Georgia is highly open to foreign business formation: foreigners may own 100% of a Georgian LLC with no minimum share capital, no mandatory local partner, and no residency requirement. Registration is handled by NAPR at Public Service Halls nationwide and can be completed within one business day. A 2021 legislative reform modernised the corporate law framework to align with EU Association Agreement obligations.

100% foreign ownership

Foreign nationals and foreign-registered entities may own 100% of a Georgian LLC (შპს) or JSC. No Georgian co-founder or resident director is legally required. The Law on Promotion and Guarantees of Investment Activity guarantees foreign investors treatment no less favourable than that accorded to Georgian nationals.

No minimum capital

Georgian law imposes no statutory minimum share capital for an LLC. Founders may set capital contributions at any commercially chosen amount, removing a common barrier to entry for small and medium enterprises.

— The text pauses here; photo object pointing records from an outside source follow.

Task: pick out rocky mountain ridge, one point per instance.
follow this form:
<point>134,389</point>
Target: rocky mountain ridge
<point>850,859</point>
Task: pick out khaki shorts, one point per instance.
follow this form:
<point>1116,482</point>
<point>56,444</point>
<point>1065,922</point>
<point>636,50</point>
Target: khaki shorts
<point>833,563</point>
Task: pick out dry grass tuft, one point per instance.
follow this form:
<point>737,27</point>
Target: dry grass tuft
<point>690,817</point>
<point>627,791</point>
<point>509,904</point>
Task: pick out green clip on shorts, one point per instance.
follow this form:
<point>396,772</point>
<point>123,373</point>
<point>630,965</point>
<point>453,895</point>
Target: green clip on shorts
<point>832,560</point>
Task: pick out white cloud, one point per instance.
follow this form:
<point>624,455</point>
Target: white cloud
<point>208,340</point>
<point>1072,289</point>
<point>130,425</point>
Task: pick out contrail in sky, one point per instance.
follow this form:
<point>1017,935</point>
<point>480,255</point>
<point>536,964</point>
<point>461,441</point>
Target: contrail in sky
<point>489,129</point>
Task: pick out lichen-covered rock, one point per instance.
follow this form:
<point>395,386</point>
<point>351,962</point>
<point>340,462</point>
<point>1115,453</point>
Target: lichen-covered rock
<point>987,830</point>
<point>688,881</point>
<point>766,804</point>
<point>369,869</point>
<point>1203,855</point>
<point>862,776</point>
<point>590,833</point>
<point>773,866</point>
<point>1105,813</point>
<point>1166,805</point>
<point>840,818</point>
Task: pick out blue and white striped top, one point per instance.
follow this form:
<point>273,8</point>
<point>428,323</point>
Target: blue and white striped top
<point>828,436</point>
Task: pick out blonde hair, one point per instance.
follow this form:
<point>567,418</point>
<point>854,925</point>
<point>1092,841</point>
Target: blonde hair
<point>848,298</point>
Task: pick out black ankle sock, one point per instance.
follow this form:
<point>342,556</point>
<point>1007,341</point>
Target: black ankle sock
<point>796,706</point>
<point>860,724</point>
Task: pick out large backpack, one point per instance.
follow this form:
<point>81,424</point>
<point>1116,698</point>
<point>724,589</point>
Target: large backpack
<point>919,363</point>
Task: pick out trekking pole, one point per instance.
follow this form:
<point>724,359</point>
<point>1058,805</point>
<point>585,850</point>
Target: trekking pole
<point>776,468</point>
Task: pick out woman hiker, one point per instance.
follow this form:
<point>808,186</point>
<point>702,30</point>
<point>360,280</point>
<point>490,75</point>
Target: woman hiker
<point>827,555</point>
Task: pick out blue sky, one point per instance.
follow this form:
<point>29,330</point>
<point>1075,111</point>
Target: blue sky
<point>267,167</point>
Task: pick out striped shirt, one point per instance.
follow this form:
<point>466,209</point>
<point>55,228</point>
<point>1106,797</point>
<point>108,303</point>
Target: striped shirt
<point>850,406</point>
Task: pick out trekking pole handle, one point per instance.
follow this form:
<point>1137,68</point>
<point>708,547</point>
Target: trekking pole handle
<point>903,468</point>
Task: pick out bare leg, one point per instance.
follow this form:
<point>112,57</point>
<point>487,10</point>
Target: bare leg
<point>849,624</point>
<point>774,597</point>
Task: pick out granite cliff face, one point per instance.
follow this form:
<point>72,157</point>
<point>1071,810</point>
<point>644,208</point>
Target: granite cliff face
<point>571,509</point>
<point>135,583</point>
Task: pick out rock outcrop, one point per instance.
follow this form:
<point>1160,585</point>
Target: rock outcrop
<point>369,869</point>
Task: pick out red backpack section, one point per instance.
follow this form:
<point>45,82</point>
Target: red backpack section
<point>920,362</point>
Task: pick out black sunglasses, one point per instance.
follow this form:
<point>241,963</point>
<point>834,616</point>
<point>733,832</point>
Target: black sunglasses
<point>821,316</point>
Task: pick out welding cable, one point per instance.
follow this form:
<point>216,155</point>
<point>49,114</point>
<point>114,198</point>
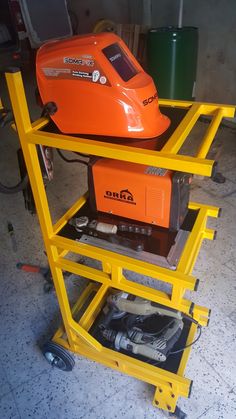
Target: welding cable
<point>14,189</point>
<point>190,344</point>
<point>132,322</point>
<point>71,160</point>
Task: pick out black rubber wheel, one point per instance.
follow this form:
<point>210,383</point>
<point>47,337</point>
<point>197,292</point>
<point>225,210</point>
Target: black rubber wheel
<point>58,357</point>
<point>178,414</point>
<point>47,287</point>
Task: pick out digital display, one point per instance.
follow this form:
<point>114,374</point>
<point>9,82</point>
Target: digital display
<point>120,61</point>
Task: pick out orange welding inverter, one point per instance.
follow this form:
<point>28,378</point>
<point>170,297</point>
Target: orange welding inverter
<point>93,85</point>
<point>138,192</point>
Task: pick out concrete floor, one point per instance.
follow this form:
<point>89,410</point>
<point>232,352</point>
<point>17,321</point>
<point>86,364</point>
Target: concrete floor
<point>30,388</point>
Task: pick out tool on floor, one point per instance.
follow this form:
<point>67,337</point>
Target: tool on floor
<point>95,92</point>
<point>11,232</point>
<point>141,327</point>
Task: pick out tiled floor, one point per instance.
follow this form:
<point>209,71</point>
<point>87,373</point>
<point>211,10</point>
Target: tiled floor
<point>29,388</point>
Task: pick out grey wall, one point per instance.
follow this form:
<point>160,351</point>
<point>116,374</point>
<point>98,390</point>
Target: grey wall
<point>216,20</point>
<point>90,11</point>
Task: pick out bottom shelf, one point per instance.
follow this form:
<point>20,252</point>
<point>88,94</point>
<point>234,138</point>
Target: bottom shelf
<point>167,377</point>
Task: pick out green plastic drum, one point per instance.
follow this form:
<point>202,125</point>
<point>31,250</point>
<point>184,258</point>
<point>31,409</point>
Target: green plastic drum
<point>172,61</point>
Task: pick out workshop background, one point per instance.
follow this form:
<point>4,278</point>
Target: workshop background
<point>29,387</point>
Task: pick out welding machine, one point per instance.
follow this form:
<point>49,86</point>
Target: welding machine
<point>93,85</point>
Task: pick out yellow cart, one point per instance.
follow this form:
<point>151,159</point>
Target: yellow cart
<point>76,333</point>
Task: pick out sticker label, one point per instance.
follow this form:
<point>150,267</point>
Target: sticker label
<point>81,74</point>
<point>157,171</point>
<point>55,72</point>
<point>103,80</point>
<point>78,61</point>
<point>95,76</point>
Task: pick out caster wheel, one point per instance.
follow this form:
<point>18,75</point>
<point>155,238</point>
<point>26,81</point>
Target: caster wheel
<point>218,178</point>
<point>178,414</point>
<point>58,357</point>
<point>48,287</point>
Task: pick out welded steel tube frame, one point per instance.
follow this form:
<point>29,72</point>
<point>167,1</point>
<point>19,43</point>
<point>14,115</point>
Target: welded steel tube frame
<point>74,335</point>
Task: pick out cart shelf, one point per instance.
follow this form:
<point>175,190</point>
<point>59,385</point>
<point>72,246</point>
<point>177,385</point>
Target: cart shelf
<point>77,332</point>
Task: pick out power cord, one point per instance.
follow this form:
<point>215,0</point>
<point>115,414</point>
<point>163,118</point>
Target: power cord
<point>72,160</point>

Registration steps & timeline

Registration is filed with NAPR at a Public Service Hall (Tbilisi, Batumi, and other cities) or via authorised representative. Required documents: valid passport, company charter, director appointment decision, and application form. Standard processing is one business day; an expedited same-day service is available for a higher fee.

Registration fees

NAPR charges GEL 100 (≈ USD 35) for standard LLC registration and GEL 200 (≈ USD 70) for expedited same-day processing. Additional fees apply for certified extracts and English-language copies.

2021 Entrepreneurs Act reform

The new Law of Georgia on Entrepreneurs (in force January 2022) fully replaced the prior law, modernising entity structures and governance rules to meet EU Association Agreement standards. Entities registered before 2022 must bring their corporate documents into compliance by 1 April 2026.

Sector restrictions & March 2026 work-permit note

Strategic sectors (defence, nuclear energy, air traffic control) are state-reserved; no other foreign-ownership caps apply. From March 2026, a Special Labour Activity Permit is required for most foreigners working in Georgia, but company founders and directors—and remote workers serving foreign clients—are explicitly carved out of that requirement.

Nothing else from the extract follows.